Hij brengt verscheidene bewijzen bij van zijn oprechtheid, hetgeen hem aanmoedigde op de Heere te vertrouwen als zijn rechtvaardige rechter, die zijn rechtvaardige zaak zal beschermen en voorstaan, met de verzekerdheid dat hij er met ere zal afkomen, (daarom zal ik niet wankelen) en dat diegenen niet zullen overmogen, die beraadslagen om hem van zijn hoogheid te verstouten, zijn geloof te doen wankelen, zijn naam te schandvlekken en zijn komst op de troon te beletten, Psalms 62:5 Zij, die oprecht zijn in de Godsdienst, kunnen op God vertrouwen dat zij niet zullen wankelen, niet van hun Godsdienst zullen afvallen.

1. Hij hield God en Zijn genade bestendig voor ogen, Psalms 26:3.

a. Hij streefde naar Gods gunst als zijn doel, zijn hoogste goed. Uw goedertierenheid is voor mijne ogen. Het zal een goed bewijs zijn van onze oprechtheid, indien wij hetgeen wij doen in de Godsdienst, doen uit een beginsel van liefde tot God en omdat wij goede gedachten van Hem koesteren als de beste van alle wezens en de beste vriend en weldoener, en uit een dankbaar besef van Gods goedheid jegens ons in het bijzonder, die wij ons leven lang ondervonden hebben. Als wij Gods goedertierenheid voor onze ogen stellen als ons voorbeeld, dat wij trachten na te volgen navolgers van Hem zijnde in het goede, 1 Peter 3:13, als wij haar ons voor ogen stellen als een drijfveer en aanmoediging om onze plicht te doen, en bevreesd zijn om jets te doen, waardoor wij Gods gunst zouden kunnen verbeuren, en in zorg zijn om ons te bewaren in Zijn liefde, dan zal dat niet alleen een goed bewijs zijn van onze oprechtheid, maar een groten invloed op ons hebben om ons erin te doen volharden.

b. Hij bestuurde zichzelf door het Woord van God als zijn regel. Ik wandel in Uw waarheid, overeenkomstig Uw wet, want Uw wet is waarheid." Zij alleen kunnen het voordeel van Gods goedertierenheid verwachten, die leven naar Zijn waarheid) naar Zijn wetten, die er op gegrond zijn. Sommigen verstaan het van zijn streven om Gods voorbeeld na te volgen in waarheid en getrouwheid, zowel als in goedheid en barmhartigheid. Diegenen voorzeker wandelen wel, die navolgers Gods zijn als geliefde kinderen.

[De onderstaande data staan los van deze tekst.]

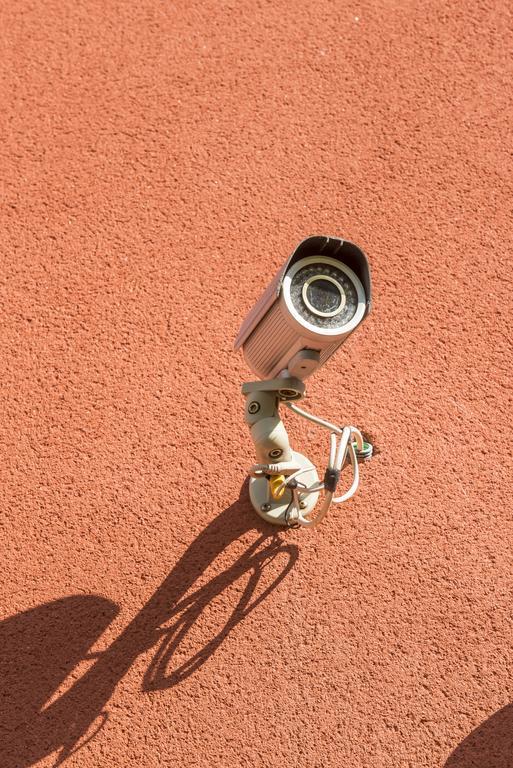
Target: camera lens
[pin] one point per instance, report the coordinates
(323, 295)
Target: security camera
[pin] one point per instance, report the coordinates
(320, 295)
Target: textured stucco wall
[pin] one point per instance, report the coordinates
(158, 161)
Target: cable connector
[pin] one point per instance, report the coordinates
(331, 478)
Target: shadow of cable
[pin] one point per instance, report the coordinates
(41, 647)
(490, 745)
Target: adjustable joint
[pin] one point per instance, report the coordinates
(331, 478)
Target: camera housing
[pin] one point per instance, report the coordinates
(317, 299)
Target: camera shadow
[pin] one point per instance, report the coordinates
(41, 647)
(490, 745)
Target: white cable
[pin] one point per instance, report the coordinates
(337, 458)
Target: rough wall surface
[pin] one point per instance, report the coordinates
(158, 161)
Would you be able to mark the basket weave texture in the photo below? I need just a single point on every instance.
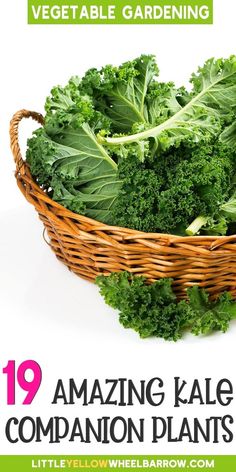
(90, 248)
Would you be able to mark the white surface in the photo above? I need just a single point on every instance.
(49, 314)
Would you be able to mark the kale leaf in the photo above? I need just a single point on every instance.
(153, 310)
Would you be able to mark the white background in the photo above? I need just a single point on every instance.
(47, 313)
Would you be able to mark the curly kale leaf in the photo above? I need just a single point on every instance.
(77, 171)
(120, 92)
(166, 194)
(153, 310)
(213, 101)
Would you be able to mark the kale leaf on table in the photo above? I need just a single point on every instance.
(153, 309)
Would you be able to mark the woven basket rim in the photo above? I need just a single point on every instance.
(22, 169)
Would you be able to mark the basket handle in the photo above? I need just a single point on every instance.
(14, 134)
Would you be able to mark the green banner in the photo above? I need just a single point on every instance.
(108, 463)
(120, 12)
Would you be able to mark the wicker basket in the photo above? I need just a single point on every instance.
(90, 248)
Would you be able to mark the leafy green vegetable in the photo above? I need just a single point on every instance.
(212, 101)
(80, 173)
(123, 148)
(166, 194)
(153, 310)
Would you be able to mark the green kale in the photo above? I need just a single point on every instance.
(77, 172)
(153, 310)
(165, 194)
(123, 148)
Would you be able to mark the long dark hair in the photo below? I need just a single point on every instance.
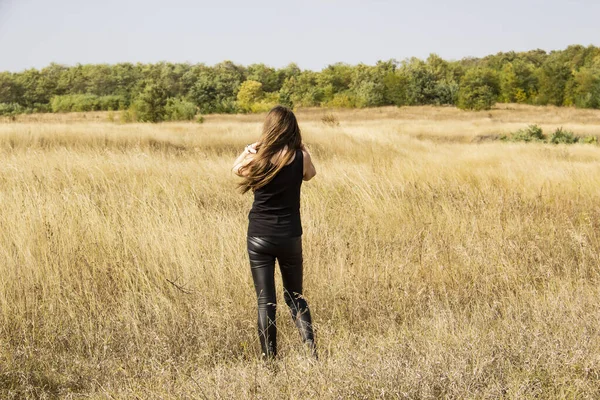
(280, 129)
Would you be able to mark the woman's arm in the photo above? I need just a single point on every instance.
(309, 168)
(244, 159)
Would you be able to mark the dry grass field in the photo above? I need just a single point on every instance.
(438, 263)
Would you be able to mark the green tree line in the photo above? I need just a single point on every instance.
(167, 91)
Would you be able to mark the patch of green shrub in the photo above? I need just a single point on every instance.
(533, 133)
(86, 102)
(11, 109)
(561, 135)
(590, 140)
(178, 109)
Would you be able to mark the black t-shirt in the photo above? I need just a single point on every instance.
(276, 207)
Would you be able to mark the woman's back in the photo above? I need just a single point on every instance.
(276, 207)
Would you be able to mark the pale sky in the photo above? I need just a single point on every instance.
(311, 33)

2. Hij had geen gemeenschap met de onvruchtbare werken van de duisternis, noch met de werkers van die werken, Psalms 26:4, Psalms 26:5 Hieruit bleek dat hij wezenlijk trouw was aan zijn vorst, dat hij zich nooit vergezeld heeft met hen, die ontevreden waren met zijn regering, met de kinderen Belials, die hem verachtten 1 Samuel 10:27. Hij was niet in hun complotten; hij vloekte de koning niet) zelfs niet in zijn hart. En het was ook een blijk van zijn trouw aan zijn God, dat hij zich nooit vergezelde met hen, van wie hij reden had te denken dat zij afkerig waren van de Godsdienst, er open vijanden van waren of valse vrienden. Grote zorg om slecht gezelschap te mijden, is beide een goed bewijs van onze oprechtheid en een goed middel om er ons bij te bewaren. Merk hier nu op:

a. Dat dit deel van zijn betuiging beide terugziet op de zorg, die hij totnutoe heeft aangewend in deze zaak, en voorwaarts ziet op de zorg, die hij er nog in aanwenden zal. "Ik heb niet bij hen gezeten, Psalms 26:4, en ik zal niet met hen omgaan." Onze goede praktijken tot nu toe zullen blijken zijn van onze oprechtheid, als er een vast besluit mee gepaard gaat om in de kracht Gods erin te volharden ten einde toe en er niet van terug te gaan, en van onze goede voornemens en besluiten voor het vervolg kunnen wij de vertroosting smaken als zij de voortzetting zijn van onze praktijken totnutoe.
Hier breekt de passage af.